/sbin:/usr/sbin in mortal's PATH

Paul Wouters paul at cypherpunks.ca
Sun May 7 15:38:20 UTC 2006


On Sat, 6 May 2006, Michael A. Peters wrote:

> On Sat, 2006-05-06 at 15:40 -0400, Chris Tyler wrote:
> > The /sbin and /usr/sbin directories contain many utilities that are
> > useful to non-superusers, such as ifconfig, netstat, arp, fuser, lsusb,
> > runlevel, dumpe2fs, hwclock, lsof, traceroute, and many others.
> > Obviously, most of those utilities can do -more- when run as superuser,
> > but that doesn't diminish their value to mortals.
> >
> > For years, one of the first changes I've made to my Fedora (and RHL)
> > systems is to comment out 'if' in /etc/profile that adds
> > "/sbin:/usr/sbin:/usr/local/sbin" only to the path of the superuser:

I have to agree here. It is the first thing I do.
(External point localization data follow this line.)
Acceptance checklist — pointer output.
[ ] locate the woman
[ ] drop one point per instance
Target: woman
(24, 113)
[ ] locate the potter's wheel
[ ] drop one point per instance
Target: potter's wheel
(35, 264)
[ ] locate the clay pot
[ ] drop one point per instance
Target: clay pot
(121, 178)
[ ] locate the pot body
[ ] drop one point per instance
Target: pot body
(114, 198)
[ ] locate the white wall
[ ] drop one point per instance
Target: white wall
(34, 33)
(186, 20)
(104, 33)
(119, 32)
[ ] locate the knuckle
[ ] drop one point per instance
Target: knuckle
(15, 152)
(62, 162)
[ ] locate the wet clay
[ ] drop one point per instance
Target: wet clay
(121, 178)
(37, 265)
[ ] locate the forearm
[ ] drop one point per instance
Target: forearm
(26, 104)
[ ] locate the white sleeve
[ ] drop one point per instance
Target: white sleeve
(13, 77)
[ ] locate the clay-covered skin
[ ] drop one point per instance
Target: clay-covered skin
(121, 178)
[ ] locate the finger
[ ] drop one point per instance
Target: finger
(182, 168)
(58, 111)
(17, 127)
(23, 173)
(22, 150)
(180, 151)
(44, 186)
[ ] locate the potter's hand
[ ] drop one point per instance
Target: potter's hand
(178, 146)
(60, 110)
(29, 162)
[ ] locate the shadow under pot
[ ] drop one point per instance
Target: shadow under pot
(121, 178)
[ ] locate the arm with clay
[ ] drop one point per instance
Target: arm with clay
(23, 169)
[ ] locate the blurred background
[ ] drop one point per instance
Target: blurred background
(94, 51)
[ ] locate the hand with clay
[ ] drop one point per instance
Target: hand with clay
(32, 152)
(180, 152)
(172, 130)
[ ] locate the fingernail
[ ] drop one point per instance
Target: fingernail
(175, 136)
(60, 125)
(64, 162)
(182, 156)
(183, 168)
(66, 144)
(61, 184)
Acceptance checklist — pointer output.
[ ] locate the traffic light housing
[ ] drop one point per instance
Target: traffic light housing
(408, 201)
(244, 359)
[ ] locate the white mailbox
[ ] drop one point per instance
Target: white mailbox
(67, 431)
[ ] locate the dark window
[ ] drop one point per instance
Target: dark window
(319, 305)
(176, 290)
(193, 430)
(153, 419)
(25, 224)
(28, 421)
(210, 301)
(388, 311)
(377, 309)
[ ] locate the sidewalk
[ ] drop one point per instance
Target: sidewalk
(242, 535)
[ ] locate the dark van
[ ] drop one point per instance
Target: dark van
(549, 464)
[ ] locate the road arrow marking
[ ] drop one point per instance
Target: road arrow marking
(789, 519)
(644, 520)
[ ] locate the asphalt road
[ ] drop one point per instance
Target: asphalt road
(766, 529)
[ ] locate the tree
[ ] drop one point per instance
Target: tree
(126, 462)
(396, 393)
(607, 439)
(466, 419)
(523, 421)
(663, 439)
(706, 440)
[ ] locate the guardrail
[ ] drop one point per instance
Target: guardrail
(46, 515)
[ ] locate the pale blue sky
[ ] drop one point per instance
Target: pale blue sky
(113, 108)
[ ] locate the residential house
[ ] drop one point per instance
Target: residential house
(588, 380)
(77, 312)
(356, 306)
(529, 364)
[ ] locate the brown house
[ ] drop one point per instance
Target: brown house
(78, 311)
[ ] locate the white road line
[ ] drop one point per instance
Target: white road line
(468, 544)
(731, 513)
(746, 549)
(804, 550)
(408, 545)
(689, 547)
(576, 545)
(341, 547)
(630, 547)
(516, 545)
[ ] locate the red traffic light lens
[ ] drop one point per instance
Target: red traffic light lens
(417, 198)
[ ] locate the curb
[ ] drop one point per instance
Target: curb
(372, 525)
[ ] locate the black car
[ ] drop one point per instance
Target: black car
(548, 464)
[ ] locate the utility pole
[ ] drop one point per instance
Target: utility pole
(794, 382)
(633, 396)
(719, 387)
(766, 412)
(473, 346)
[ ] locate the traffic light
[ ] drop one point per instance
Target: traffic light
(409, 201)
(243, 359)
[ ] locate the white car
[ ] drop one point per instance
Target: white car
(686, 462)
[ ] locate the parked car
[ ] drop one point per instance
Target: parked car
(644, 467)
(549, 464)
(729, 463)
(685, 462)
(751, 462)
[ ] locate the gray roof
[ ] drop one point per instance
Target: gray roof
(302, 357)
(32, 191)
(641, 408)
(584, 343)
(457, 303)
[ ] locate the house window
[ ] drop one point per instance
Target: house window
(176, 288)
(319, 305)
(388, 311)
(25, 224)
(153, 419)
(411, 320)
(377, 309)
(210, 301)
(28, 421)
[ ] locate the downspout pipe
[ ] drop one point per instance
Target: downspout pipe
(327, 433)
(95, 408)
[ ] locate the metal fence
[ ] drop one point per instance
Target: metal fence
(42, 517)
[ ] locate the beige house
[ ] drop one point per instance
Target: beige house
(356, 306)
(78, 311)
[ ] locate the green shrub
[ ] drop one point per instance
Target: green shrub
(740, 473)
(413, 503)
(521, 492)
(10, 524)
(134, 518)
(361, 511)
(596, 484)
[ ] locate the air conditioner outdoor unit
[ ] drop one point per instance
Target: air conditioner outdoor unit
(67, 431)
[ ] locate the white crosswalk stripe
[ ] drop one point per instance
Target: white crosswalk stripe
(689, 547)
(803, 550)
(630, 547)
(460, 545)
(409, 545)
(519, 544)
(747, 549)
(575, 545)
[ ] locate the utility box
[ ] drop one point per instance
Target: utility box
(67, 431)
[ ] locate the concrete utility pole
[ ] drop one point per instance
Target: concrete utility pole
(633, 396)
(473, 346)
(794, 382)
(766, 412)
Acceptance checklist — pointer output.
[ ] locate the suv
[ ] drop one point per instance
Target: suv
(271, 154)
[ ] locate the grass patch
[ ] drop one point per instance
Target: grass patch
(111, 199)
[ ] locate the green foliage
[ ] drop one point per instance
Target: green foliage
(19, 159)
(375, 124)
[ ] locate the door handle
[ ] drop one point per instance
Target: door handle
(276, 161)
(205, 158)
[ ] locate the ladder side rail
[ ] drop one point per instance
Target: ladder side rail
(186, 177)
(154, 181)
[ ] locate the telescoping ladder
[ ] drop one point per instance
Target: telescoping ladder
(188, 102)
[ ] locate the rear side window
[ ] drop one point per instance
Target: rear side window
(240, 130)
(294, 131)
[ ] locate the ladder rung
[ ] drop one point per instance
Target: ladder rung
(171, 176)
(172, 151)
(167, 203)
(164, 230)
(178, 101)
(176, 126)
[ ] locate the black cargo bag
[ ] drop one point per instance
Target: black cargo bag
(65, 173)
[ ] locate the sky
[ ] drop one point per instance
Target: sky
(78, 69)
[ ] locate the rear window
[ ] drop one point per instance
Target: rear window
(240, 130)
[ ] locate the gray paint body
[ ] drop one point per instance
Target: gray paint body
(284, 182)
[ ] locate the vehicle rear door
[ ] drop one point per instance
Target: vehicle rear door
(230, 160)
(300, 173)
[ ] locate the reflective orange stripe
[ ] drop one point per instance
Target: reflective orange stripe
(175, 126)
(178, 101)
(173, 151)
And I shouldn't need to
do it.

The second thing I do is remove the aliases in /root/.bashrc. That I can
understand, and I don't mind doing, since this protects newby users with
root privs.

> > Here's my question: Why don't we take that 'if' in the
> > default /etc/profile, so those directories are in everyone's (default)
> > PATH? Reasoning:
>
> Users who need it can add the following to their bash ~/.profile file:
>
> export PATH=$PATH:/sbin:/usr/sbin
>
> (or /sbin:/usr/sbin:$PATH )

The point is not that they can do it, the point is that:

1) it does not add any security to the system not having these in the path
2) it is annoying for experienced users who are used to these commands
   being in their path.
3) There is no penalty for giving mortals these extra commands.

So instead of telling us how we can fix it in 5 ways on every single box
we install, tell us what the harm would be if mortals have these commands.